係長は既に動く金額が国家予算レベルの話で、上の空である。浩太と明、剛志は写真の龍で盛り上がっている。私と汀は琉星に渡された神社のパンフレットに釘付けであった。


 琉星が渡したパンフレットの神社は、天照皇大御神を御祭神とした由緒ある神社で、尾浦の最後の城主を守護神とする神社としても有名な神社。

 御祭神の御使いでもある龍神様も祀られており、小堂寺の者はもちろん、坂田の者たちもご縁にあやかりたく参拝するほどの所であった。


 琉星は一度行った事がある、と話をした。このパンフレットはその時に貰ったと話していたが肝心の望月の関係性までは話される事はなかったと言っていた。望月の者である証明をしてみろ、と言われたのだが琉星は証明出来なかったとも話していた。今にして思えば、舞の一節でも舞えばわかってくれたやも知れないが、琉星は太鼓を少々打ったことがある程度で、常に写真にかまけていたから、と頭に手を当てて話していた。洋平はだからしっかり舞を覚えろと言ったのに、と琉星に苦言を呈した。

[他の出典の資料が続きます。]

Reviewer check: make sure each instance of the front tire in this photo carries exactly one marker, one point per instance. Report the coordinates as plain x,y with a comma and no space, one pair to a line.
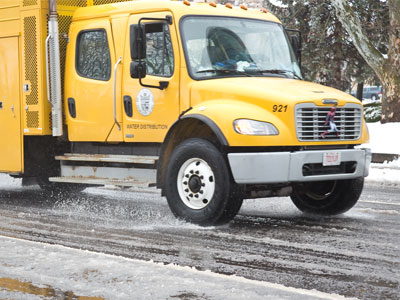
327,197
198,185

 洋平は私たちに、望月の生活に神事は今までもこれからも必要不可欠だ。衣食住、それらに劣るとも勝らない、勝るとも劣らない、それが望月の神事だと私は思っている。欠いてしまえば、それはもはや望月の町ではなくなってしまう。だから、頼む、と言ってきた。望月の皆はその場で深く首を下げる。


 課長はほら、町民からの要望を聞き入れるのが町の仕事でしょ、と言い、町長と工藤は、はなからそのつもりとばかりに首を縦にふる。係長はおろおろとし、私と汀は琉星と共に頷いた。こうしてその日の会議は終わり、散会となった。